Put data to interpret or analyze before my students, and they are impressive. Ask them to repeat a procedure they’ve practiced multiple times, and they hum like machines. However, if you ask them to recall the content we encountered last month, last week, or even yesterday, they may flounder. Many read for the overall plot and broad themes, not to remember particulars. Most feel responsible for broad concepts and patterns first. The only important details are ones with immediate use. And, once used, most of those details slip away.
Sometimes they remember last night’s reading the way you might recall a movie watched some time ago. When I take them to the brink of a scene or piece of dialogue, they suddenly retrieve what’s next. Information that’s out of context, however, often appears elusive. They struggle with questions like “Who can describe another time Huck apologizes?” and “What are some words Huck used to describe his father in this chapter?” At my school, I am one of the few English teachers who still gives tests—“I don’t care whether they remember names” some colleagues say—but when I do, even my best students stumble on fill-in-blanks and other objective assessments. “I always do so badly on the trivia sections of your tests,” one protested recently.
Some of my students still seek the pride of knowing and feel compelled to attain a thorough and exact memory of books, but some of their peers regard them skeptically and find their compulsion strange and suspect… surely brown-nosing. These skeptics need frequent reminders that discerning interpretations arise from discerning knowledge. They take notes if I insist, but they have trouble judging relevance for themselves. Often they assume someone somewhere has already written it down. They can seek information from the electronic devices circling them like satellites. There are e-texts ready for searching and, should they be stuck on what the author is trying to accomplish, some e-source is ready to explain and point out relevant details they’ve forgotten or overlooked. The goal is to remember content until the assessment or exam—if it hasn’t been replaced with a project—and then jettison it.

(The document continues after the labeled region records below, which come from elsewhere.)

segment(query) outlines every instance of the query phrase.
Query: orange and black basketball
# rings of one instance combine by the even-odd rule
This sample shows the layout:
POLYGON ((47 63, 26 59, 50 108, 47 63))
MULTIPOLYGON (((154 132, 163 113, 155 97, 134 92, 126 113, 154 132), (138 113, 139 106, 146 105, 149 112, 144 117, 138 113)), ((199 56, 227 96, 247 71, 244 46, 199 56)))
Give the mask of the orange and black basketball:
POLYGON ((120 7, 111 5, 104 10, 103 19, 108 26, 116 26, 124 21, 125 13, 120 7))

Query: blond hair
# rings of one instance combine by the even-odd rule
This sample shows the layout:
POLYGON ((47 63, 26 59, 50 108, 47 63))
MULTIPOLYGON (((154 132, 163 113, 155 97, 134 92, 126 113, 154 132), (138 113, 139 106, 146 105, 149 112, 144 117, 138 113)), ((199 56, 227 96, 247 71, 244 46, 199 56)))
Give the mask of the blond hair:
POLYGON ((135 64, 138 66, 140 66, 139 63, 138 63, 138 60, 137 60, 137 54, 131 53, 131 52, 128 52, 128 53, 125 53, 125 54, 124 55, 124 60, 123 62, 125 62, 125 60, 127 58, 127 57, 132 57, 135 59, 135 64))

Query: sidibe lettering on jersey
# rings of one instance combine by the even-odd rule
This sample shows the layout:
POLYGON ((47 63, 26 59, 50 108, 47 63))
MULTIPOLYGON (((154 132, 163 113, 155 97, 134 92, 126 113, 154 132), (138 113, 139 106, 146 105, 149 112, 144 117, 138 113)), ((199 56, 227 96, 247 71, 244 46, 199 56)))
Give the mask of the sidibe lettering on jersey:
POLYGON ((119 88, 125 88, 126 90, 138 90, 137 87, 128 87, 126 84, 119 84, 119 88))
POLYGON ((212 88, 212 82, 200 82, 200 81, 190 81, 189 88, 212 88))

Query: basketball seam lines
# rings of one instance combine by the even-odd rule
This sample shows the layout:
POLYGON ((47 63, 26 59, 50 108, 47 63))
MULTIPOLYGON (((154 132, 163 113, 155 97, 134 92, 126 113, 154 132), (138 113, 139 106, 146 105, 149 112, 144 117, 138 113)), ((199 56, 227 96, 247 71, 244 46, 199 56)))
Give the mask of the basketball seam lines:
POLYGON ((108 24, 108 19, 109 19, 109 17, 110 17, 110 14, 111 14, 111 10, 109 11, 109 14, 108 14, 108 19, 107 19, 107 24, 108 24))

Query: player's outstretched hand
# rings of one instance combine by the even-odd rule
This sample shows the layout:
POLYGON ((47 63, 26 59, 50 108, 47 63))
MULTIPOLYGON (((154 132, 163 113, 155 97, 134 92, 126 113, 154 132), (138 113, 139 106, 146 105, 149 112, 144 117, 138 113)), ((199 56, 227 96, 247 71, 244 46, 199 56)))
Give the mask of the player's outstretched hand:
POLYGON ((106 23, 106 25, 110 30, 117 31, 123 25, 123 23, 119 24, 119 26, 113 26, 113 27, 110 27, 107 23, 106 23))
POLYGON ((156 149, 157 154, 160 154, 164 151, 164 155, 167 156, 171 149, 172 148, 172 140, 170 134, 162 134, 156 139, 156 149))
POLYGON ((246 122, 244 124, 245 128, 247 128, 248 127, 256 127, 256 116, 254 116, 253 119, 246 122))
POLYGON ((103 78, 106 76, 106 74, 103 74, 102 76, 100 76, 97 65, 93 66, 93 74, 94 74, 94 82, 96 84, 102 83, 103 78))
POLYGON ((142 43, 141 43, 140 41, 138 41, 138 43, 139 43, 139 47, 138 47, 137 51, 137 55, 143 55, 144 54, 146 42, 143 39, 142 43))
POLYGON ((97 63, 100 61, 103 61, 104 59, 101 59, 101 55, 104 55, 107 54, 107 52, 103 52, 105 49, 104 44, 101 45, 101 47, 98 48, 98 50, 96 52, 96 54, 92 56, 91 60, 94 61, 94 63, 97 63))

Please understand, I’m not insulting my students’ intelligence. Quite the contrary, many are smarter than I am and, properly trained, many could have memories far more powerful than mine. But remembering just isn’t that important in current education. Though teachers still regard learning as cumulative, it adds up differently. And, taking cues from their teachers, students seek to accumulate study skills rather than knowledge. They regard the “stuff’ we study as training material, a means to an end. One welcome side effect of putting practice ahead of memory is that students rarely ask, “Why do we need to know this?” Their assumption—and possibly our assumption—is that they don’t.
And maybe educators should be glad the bad old days of memorizing and regurgitating masses of arcane information are largely gone. Still, I wish we could restore some of that old school emphasis on remembering. As much as I enjoy the improvisational activity of my classroom and believe training brains should be the chief aspiration of education, I suspect I might enjoy teaching even more with exact detail to discuss and debate. For me, memory is a foundation education can’t do without.